Readers have been having their say over controversial plans which could see wind turbines installed near Seaton Carew.
Proposals by Hartlepool Borough Council to earmark land on Brenda Road, Hartlepool, in their new Local Plan for up to four new onshore turbines at a maximum height of 325ft have been supported.
Campaigners against the plans say they are disappointed by a Government inspector’s decision.
A final report by planning inspector David Spencer, appointed to examine the soundness of the 15-year town planning blueprint, says the site is suitable.
The location was opposed by the Seaton Carew Wind Turbine Action Association and by Seaton ward councillor James Black due to the visual impact close to homes and potential noise.
But any wind turbine proposals would require planning permission and have to take residents’ views into account.
Mr Spencer said the land is in an industrial area where pylons, the power station and various structures at Port Able Seaton and the Huntsman Tioxide plant are visible.
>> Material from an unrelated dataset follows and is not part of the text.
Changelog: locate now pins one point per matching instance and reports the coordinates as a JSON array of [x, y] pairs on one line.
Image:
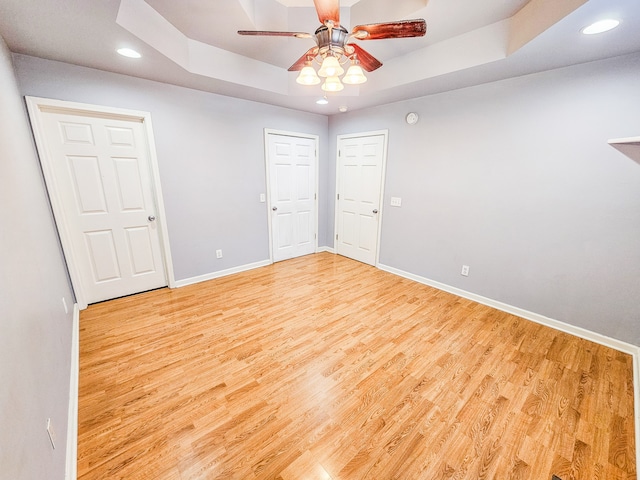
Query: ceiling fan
[[333, 47]]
He said: “In landscape terms I find the identified area at Brenda Road to be justified.”
He accepted the turbines would be visible including from homes, but said it would be from a distance reducing the impact.
Mr Spencer added the turbine policy includes criteria to take noise and flicker issues into account.
Mail readers took to our Facebook page to have their say on the issue after we asked whether people would be happy or not to see wind turbines close to where they live.
Wayne Teal wrote: “No chance! I am happy with the nuclear power station just a mile down the road.”
Jack Hamilton wrote: “Everyone whines about global warming, “oh no the polar bears have no where to live” etc. and then complain about installing wind turbines near to where the demand for electricity is needed.
“It makes sense that wind turbines (supply) is near where it’s needed (demand).”
Adam Rollinson wrote: “Inefficient and a waste of money, should be investing in nuclear, coal and shale gas, solar is also good.
“All new houses that are facing the right way should be fitted with solar panels in my opinion.”
The council submitted that the scale of the turbines allowed under the policy was significantly different to previous proposals.
Three 574ft-high onshore turbines at Graythorp Industrial Estate, Brenda Road West Industrial Estate and Tofts Road West were overturned on appeal due to lack of public consultation.